Create a Pandas DataFrame from Lists
Given one or more lists, the task is to create a Pandas DataFrame from them. A DataFrame is a two-dimensional labeled data structure in Pandas similar to an Excel table where data is stored in rows and columns.
Let’s explore different methods to convert lists into DataFrames efficiently.
Using Dictionary of Lists
We create a dictionary where each key represents a column name, and its corresponding list contains the column values. Then we pass it directly to the pd.DataFrame() constructor.
import pandas as pd
names = ["Aparna", "Pankaj", "Sudhir", "Garvit"]
degrees = ["MBA", "BCA", "MTech", "MBA"]
scores = [90, 40, 80, 98]
df = pd.DataFrame({'Name': names, 'Degree': degrees, 'Score': scores})
print(df)
Output
Name Degree Score 0 Aparna MBA 90 1 Pankaj BCA 40 2 Sudhir MTech 80 3 Garvit MBA 98
Explanation:
- Each key ('Name', 'Degree', 'Score') becomes a column name.
- Each list provides data for that column.
- The pd.DataFrame() constructor automatically aligns lists by index to form rows.
Using zip() Function
The zip() function pairs elements from multiple lists into tuples, creating row-wise data combinations. We can convert these tuples into a list and pass it to the DataFrame constructor.
import pandas as pd
names = ["Aparna", "Pankaj", "Sudhir", "Geeku"]
values = [11, 22, 33, 44]
df = pd.DataFrame(list(zip(names, values)), columns=['Name', 'Value'])
print(df)
Output
Name Value 0 Aparna 11 1 Pankaj 22 2 Sudhir 33 3 Geeku 44
Explanation:
- zip(names, values) combines both lists element-wise.
- list(zip(...)) converts the zipped object into a list of tuples.
- columns parameter assigns column names to the DataFrame.
Using Multi-Dimensional List
When data is already structured row-wise, you can directly convert a list of lists into a DataFrame. Each inner list represents a row, and you can specify column names manually.
import pandas as pd
data = [['Tom', 25], ['Krish', 30], ['Nick', 26], ['Juli', 22]]
df = pd.DataFrame(data, columns=['Name', 'Age'])
print(df)
Output
Name Age 0 Tom 25 1 Krish 30 2 Nick 26 3 Juli 22
Explanation:
- Each inner list (['Tom', 25]) forms a single row.
- The columns parameter defines header names.
Changing Data Type After Creating DataFrame
After creating a DataFrame, you can easily convert any column’s data type using the .astype() method.
import pandas as pd
data = [['Tom', 'Reacher', 25], ['Krish', 'Pete', 30], ['Nick', 'Wilson', 26], ['Juli', 'Williams', 22]]

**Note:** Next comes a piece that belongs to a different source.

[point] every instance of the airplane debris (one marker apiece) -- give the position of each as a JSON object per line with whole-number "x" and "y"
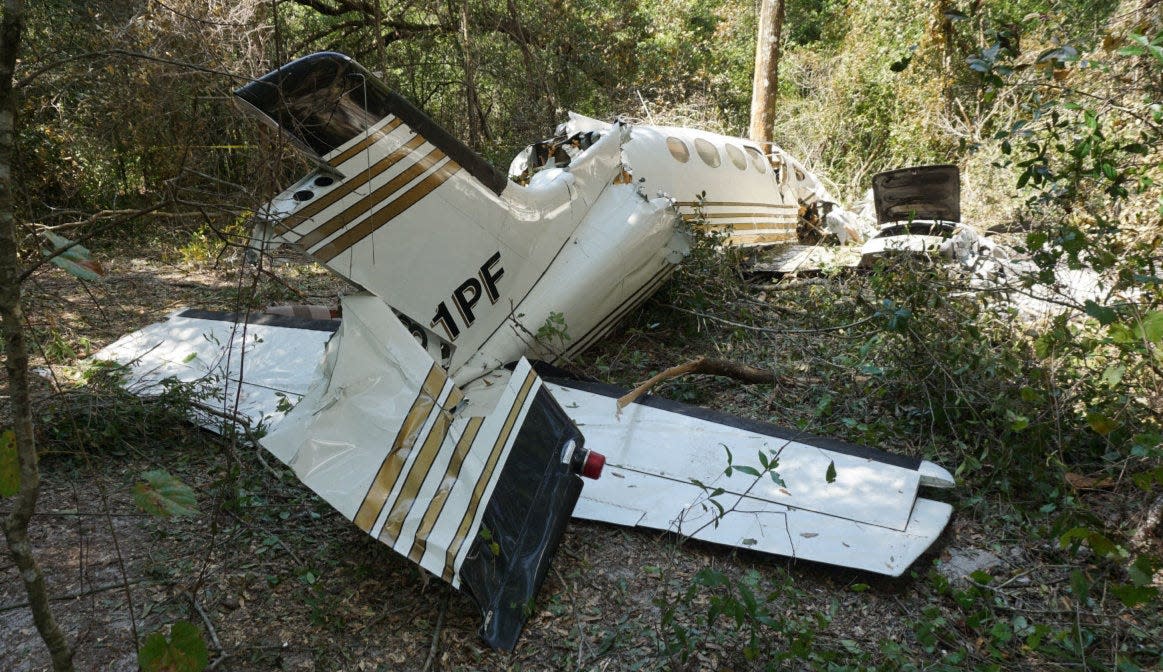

df = pd.DataFrame(data, columns=['FName', 'LName', 'Age'])
df['Age'] = df['Age'].astype(float)
print(df)
Output
FName LName Age 0 Tom Reacher 25.0 1 Krish Pete 30.0 2 Nick Wilson 26.0 3 Juli Williams 22.0
Using Index and Column Names
We can specify both custom indices (row labels) and column names during DataFrame creation. This approach is helpful when you want custom labels for rows or columns.
import pandas as pd
data = ["Aparna", "Pankaj", "Sudhir", "Garvit"]
df = pd.DataFrame(data, index=['a', 'b', 'c', 'd'], columns=['Names'])
print(df)
Output
Names a Aparna b Pankaj c Sudhir d Garvit
Creating DataFrame from Single List
You can also directly convert a simple list into a single-column DataFrame. This method is simple but limited when handling multiple attributes.
import pandas as pd
data = [1, 2, 3, 4, 5]
df = pd.DataFrame(data, columns=['Numbers'])
print(df)
Output
Numbers 0 1 1 2 2 3 3 4 4 5